Rain doesn't dampen crowds at state finals

Thursday's opening of the state high-school basketball finals at Bank of the Ozarks Arena was the seventh-best attendance since the championships began in 1993, Steve Arrison, CEO of Visit Hot Springs, said Friday.

Thursday's opening-day attendance was basically flat compared to last year, Arrison said, with 12,968 fans this year compared to 13,093 in 2015, a decrease of only 125.

"We had HOSA in, too, which is the Health Occupational Students of America Conference," which ended Friday, Arrison said, adding to the number of visitors in town.

"There's not a hotel room to be had in town this weekend," he said.

Bank of the Ozarks Arena isn't the only basketball venue in Garland County seeing the benefit of the state championships.

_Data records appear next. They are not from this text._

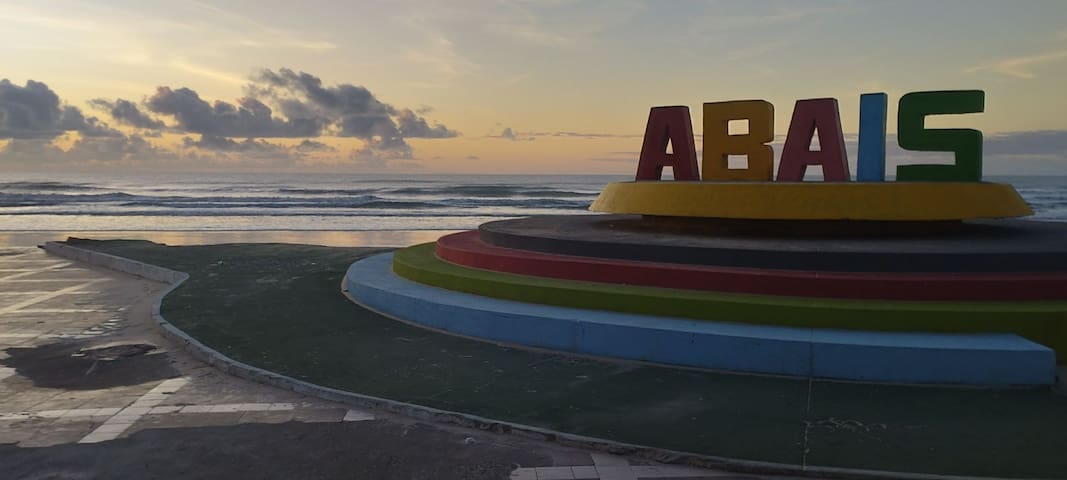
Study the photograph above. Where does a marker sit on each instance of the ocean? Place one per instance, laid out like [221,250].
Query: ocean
[329,203]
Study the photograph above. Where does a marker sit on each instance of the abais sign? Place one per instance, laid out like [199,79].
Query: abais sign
[673,125]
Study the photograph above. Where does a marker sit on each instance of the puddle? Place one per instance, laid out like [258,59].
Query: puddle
[83,366]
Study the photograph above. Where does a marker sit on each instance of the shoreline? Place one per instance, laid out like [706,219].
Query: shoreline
[324,238]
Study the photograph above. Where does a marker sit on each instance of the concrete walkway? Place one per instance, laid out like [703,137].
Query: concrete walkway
[89,386]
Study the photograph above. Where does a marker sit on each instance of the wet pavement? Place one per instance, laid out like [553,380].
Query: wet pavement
[90,389]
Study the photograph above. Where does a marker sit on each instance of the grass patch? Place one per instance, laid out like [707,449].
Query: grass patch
[279,307]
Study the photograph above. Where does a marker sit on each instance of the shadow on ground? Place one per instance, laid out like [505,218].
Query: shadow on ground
[82,366]
[279,307]
[369,449]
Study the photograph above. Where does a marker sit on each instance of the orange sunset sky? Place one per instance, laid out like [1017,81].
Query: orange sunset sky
[493,86]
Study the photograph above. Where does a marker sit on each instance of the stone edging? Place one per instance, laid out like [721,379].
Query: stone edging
[205,353]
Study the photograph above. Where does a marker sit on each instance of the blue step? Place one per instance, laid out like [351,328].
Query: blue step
[977,360]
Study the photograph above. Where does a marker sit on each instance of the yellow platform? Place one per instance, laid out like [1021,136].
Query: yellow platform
[889,201]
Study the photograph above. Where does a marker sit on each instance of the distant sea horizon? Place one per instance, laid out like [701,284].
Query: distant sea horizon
[251,202]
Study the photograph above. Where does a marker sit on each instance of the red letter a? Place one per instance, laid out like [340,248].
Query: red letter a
[808,115]
[668,124]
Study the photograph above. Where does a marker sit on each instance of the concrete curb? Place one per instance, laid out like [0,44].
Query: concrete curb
[217,360]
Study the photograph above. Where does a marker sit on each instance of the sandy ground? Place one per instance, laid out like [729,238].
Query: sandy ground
[90,389]
[381,238]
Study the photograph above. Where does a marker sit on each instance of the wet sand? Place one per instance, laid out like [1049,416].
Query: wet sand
[376,238]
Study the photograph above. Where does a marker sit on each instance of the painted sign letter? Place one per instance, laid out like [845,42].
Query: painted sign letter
[719,144]
[668,125]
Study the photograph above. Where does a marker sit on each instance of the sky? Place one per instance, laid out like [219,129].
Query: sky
[550,86]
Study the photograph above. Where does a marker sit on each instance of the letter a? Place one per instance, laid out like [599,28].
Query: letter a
[809,115]
[668,124]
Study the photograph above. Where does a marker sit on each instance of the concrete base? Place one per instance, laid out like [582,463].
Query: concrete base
[983,360]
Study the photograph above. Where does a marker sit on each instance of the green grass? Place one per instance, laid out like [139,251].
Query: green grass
[280,307]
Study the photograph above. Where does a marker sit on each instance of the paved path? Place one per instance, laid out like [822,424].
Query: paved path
[89,386]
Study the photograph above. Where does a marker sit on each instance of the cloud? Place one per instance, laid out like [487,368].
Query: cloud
[311,145]
[508,133]
[86,150]
[224,144]
[347,110]
[413,126]
[1020,66]
[34,111]
[126,112]
[249,118]
[277,105]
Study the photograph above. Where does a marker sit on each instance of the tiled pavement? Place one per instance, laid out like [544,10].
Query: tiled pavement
[86,395]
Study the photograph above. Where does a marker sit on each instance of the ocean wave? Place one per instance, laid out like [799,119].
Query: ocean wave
[245,213]
[47,187]
[490,191]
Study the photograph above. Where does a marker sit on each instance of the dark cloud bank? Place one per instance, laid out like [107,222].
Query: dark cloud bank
[276,105]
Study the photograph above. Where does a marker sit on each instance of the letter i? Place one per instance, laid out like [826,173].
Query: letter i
[871,165]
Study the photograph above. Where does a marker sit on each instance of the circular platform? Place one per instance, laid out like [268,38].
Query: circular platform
[889,201]
[467,250]
[994,246]
[987,360]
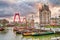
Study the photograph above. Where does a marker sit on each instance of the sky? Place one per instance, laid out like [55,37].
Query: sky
[9,7]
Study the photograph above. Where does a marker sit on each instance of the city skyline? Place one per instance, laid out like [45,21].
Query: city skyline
[24,7]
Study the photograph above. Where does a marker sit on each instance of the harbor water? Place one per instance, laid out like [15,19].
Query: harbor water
[9,34]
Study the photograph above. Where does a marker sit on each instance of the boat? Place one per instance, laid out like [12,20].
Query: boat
[37,34]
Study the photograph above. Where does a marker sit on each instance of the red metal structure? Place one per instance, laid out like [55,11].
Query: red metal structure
[17,14]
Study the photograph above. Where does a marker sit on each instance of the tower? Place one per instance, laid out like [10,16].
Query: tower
[17,14]
[44,15]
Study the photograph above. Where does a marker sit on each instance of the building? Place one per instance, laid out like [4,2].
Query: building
[55,21]
[44,15]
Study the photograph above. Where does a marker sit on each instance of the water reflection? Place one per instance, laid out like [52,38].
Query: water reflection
[9,34]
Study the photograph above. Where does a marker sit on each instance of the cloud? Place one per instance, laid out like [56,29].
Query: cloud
[9,7]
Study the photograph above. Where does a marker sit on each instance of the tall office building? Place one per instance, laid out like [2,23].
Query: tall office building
[44,15]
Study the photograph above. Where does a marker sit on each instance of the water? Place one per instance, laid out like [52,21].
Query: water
[11,35]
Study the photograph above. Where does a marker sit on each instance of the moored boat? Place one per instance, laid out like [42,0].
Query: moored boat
[1,29]
[37,34]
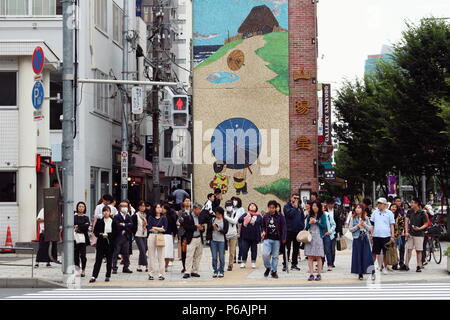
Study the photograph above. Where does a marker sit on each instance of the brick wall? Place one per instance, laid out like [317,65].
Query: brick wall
[303,54]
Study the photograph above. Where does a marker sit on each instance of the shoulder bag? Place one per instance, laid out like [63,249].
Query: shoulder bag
[304,236]
[160,239]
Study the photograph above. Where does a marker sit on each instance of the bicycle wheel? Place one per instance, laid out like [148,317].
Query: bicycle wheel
[437,251]
[428,250]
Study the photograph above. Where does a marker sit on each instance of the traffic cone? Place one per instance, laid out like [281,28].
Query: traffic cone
[8,242]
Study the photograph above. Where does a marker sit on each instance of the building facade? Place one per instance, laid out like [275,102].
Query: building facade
[25,24]
[255,108]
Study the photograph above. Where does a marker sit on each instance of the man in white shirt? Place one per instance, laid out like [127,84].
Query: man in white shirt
[42,255]
[329,241]
[382,231]
[107,201]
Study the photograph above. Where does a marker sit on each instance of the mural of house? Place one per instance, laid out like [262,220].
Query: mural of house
[242,98]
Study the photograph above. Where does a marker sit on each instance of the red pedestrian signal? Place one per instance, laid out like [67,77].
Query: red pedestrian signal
[180,103]
[180,112]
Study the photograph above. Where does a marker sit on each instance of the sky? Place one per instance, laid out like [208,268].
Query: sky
[350,30]
[214,18]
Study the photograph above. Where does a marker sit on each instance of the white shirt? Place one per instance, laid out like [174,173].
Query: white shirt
[98,210]
[41,216]
[108,225]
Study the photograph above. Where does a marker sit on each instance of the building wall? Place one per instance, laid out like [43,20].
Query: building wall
[242,85]
[303,54]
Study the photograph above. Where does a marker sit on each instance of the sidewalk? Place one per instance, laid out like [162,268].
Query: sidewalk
[248,276]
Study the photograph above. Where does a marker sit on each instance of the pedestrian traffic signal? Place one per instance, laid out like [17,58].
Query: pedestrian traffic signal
[180,112]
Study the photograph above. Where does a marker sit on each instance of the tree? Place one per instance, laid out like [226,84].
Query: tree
[398,118]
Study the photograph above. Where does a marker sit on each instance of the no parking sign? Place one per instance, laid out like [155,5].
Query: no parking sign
[37,95]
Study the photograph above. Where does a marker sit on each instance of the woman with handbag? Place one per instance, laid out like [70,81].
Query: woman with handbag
[157,225]
[105,231]
[362,260]
[169,234]
[316,224]
[140,235]
[81,226]
[216,233]
[182,242]
[250,233]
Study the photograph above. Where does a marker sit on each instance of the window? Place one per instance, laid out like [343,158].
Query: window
[14,7]
[117,24]
[101,94]
[168,143]
[101,15]
[8,88]
[7,187]
[45,7]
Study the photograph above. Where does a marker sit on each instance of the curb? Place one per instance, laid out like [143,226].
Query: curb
[16,283]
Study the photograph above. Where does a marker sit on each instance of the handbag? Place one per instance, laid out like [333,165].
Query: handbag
[341,244]
[391,253]
[348,235]
[79,237]
[304,236]
[160,240]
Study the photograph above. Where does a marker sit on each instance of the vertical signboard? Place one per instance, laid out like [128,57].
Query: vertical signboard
[326,118]
[124,173]
[52,214]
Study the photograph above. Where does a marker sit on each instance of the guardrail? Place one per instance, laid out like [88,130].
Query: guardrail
[20,265]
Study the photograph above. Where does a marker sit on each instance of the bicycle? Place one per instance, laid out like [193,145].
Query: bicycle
[433,245]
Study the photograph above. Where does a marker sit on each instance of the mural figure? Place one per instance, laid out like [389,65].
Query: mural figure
[220,180]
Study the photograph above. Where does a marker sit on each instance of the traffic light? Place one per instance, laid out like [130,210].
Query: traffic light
[180,112]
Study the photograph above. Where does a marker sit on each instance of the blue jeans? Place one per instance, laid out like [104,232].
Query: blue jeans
[328,248]
[218,251]
[271,249]
[401,248]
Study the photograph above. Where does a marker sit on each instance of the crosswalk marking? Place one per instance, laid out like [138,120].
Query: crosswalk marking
[388,291]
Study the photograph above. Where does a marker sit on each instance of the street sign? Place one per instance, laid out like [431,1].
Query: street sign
[38,60]
[124,173]
[137,100]
[330,174]
[37,95]
[37,115]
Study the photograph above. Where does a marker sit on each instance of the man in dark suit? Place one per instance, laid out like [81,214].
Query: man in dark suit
[192,224]
[124,227]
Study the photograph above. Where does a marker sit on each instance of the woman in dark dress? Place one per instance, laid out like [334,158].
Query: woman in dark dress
[105,231]
[81,226]
[362,260]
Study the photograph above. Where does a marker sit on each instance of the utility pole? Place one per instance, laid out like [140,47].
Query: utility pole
[158,47]
[67,126]
[124,127]
[424,189]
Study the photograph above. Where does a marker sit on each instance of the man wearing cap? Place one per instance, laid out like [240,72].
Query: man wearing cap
[382,231]
[194,238]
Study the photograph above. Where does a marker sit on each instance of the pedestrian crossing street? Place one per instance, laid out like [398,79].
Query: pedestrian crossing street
[369,292]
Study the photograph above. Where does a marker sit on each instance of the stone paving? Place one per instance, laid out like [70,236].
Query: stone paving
[248,276]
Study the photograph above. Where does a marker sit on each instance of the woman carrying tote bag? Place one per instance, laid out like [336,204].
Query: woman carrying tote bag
[316,223]
[157,225]
[362,260]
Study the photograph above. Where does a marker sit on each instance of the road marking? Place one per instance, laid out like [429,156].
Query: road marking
[389,291]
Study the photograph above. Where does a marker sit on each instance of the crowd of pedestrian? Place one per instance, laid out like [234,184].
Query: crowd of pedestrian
[385,234]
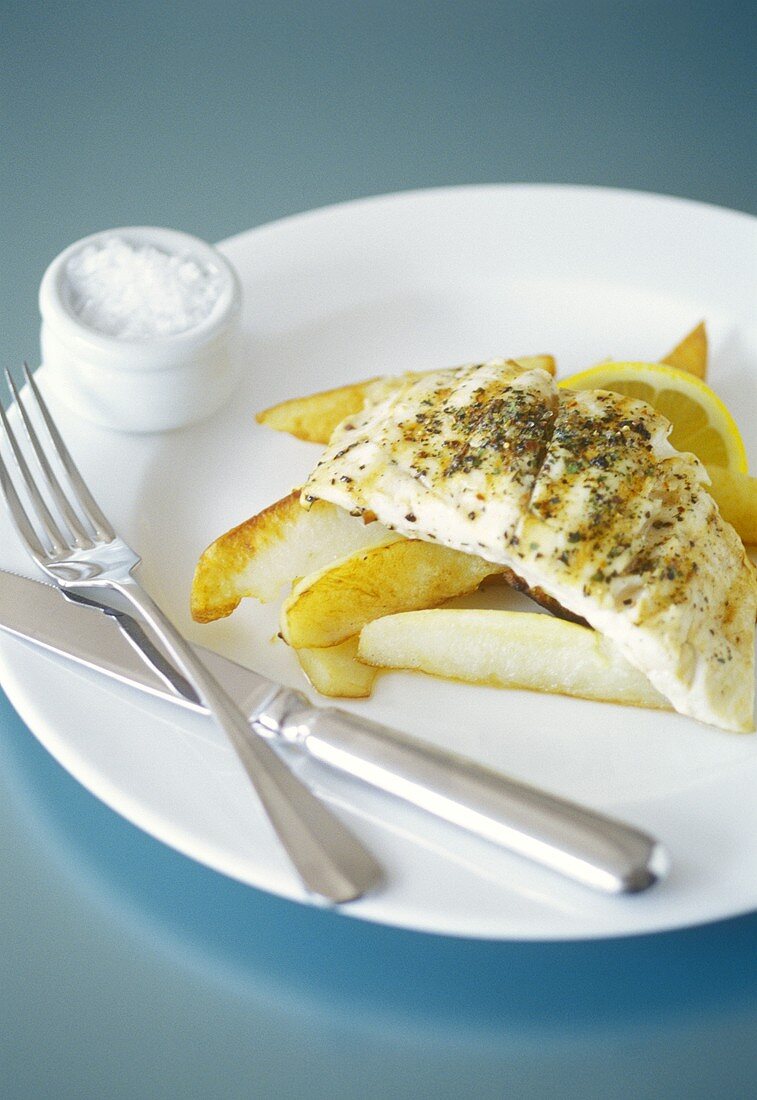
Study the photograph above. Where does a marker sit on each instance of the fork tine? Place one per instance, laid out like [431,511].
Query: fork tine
[51,528]
[87,502]
[81,537]
[19,516]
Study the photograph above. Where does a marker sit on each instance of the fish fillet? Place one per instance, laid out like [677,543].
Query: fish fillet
[582,496]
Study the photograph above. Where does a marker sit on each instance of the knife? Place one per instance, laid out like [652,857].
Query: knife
[573,840]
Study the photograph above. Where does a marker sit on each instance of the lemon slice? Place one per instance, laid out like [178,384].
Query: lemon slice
[701,421]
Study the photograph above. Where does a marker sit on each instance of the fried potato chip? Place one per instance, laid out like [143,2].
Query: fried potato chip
[735,494]
[337,672]
[691,353]
[335,603]
[314,418]
[284,541]
[507,649]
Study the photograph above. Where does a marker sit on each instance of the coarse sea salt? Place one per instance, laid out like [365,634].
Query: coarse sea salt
[138,292]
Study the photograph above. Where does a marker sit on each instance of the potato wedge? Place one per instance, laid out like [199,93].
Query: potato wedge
[735,495]
[284,541]
[691,353]
[507,649]
[333,604]
[337,672]
[314,418]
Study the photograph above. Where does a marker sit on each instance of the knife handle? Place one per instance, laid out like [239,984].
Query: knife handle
[583,845]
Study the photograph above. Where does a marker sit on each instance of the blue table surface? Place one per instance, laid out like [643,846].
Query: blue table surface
[128,970]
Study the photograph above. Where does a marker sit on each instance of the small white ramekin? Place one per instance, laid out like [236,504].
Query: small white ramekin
[142,384]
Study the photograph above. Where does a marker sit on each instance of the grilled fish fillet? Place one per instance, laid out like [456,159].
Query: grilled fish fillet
[582,496]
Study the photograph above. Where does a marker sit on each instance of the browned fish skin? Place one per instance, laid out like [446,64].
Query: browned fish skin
[583,497]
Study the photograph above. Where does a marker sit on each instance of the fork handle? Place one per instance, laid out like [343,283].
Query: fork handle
[329,859]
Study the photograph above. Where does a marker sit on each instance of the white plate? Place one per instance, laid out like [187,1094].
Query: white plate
[413,282]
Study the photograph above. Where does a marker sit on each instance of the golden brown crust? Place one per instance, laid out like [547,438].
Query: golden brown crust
[215,586]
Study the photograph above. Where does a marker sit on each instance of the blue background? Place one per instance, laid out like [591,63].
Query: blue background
[127,970]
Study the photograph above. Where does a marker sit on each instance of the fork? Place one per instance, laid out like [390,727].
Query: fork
[79,551]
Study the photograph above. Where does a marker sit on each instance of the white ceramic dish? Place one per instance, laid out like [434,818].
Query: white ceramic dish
[418,281]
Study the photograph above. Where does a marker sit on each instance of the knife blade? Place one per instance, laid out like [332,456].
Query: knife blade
[585,846]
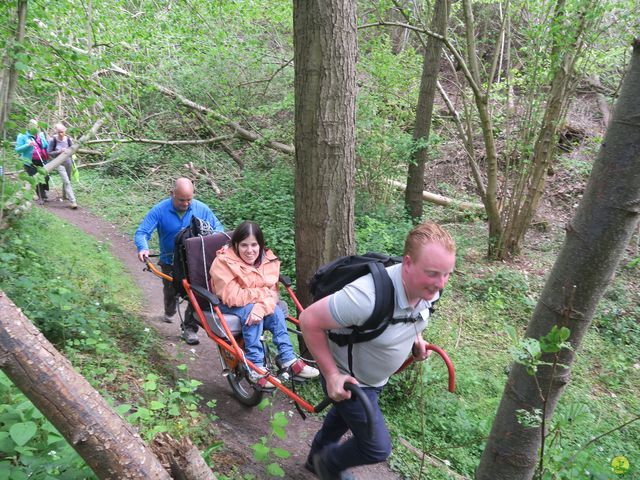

Lake Hamilton Wolf Arena and the old Lake Hamilton High School gym have been the "home away from home" to many of the basketball teams that are playing in the Arkansas Activities Association's state basketball championships, Brian Bridges, the Lake Hamilton School District's communications coordinator, said Friday.

"We have opened up our arena and our old high school gym to teams over the past two weeks during state tournament and state finals week," Bridges said.

Teams from Bentonville, Cabot, Hector, Kirby, Watson Chapel, Pine Bluff, Jonesboro, Emerson, and Maumelle, "to name a few," have been at Lake Hamilton to practice while in town for the tournaments and championships.

"Lake Hamilton has been blessed with such great facilities, we are more than happy to share those with schools who are visiting our area," Bridges said.

Visit Hot Springs has had to make some shifts this year with the closure of the former Austin Hotel Convention Hotel and Spa, now The Hotel Hot Springs & Spa, due to a major renovation under a new owner.

"We had to move the state basketball teams to some other downtown hotels," Arrison said. "We had to move over 180 rooms."

To get to Hot Springs, the teams and their fans have also had to deal with heavy rainfall, which has led to severe flooding in parts of the state, especially in southeastern Arkansas, but Arrison said it apparently hasn't affected attendance much.

"If your child is playing for a state championship, I think people travel through snowstorms -- they're like the U.S. Postal Service. They're going to watch their kids play," he said.